Thanks for the suggestions. I did tell them that he can’t come home. Kaiser is looking for placement for him. I didn’t know how he could have gotten drugs because he never leaves the house except for doctors appt. but apparently, he’s been active on social media.
I actually feel a huge sense of relief that he is not coming home. I can’t live like this and I can’t seem to be able to help him. I retire in about 5 years, I’m thinking of moving out of CA, but I guess he could find drugs anywhere…
Its okay to feel that relief. For both you and your son, this change is needed. Glad someone is now working to find him other placement. Keep us updated.
Cher, Kaiser insurance will not help much in your case. They will discharge after a few days and may not be able to send him to a longer term care facility which are govt funded. Please go to nami office in san jose to get guidance. It is a good opportunity to get help as you have proof that he hit you. Your son needs help for mental health and substance abuse both. Wish you good luck!
You can also ask the social worker to help him get on SSI disability. My son was in hospital for 3 months the very first time, a major psychotic break, and he had an excellent nurse/social worker help him within 3 months. They somehow made it happen quick. By the time he got out of hospital, he was getting his SSI. They also kept him in hospital a couple of extra weeks to give me time to find my son an apt. Him coming back home with me was not an option and they understood that.

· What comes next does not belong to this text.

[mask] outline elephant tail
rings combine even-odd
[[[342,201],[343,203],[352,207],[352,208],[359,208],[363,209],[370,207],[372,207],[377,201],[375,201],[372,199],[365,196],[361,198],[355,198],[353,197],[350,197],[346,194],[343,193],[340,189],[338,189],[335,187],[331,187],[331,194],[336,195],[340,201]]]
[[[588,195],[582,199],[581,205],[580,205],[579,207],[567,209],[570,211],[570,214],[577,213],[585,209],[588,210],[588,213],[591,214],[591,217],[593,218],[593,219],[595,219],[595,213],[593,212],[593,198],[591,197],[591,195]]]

I was able to find him something descent, fairly close to me, and I’m the rep payee so I handle and budget his finances. Of course he doesn’t get much, and that’s where I come in and make up the difference.
There are reasons where my son & I both knew that we couldn’t be in the same house. He goes to outpatient therapy and so far med compliant.
I’m only suggesting this because those long term care facilities that everyone is talking about is easier said than done to get into. It’s like trying to find a needle in a haystack, extremely difficult. There is a very long waiting list for the long term care facility for the mentally ill in my area. And of course, the state hospitals no longer exist. They are also becoming extinct.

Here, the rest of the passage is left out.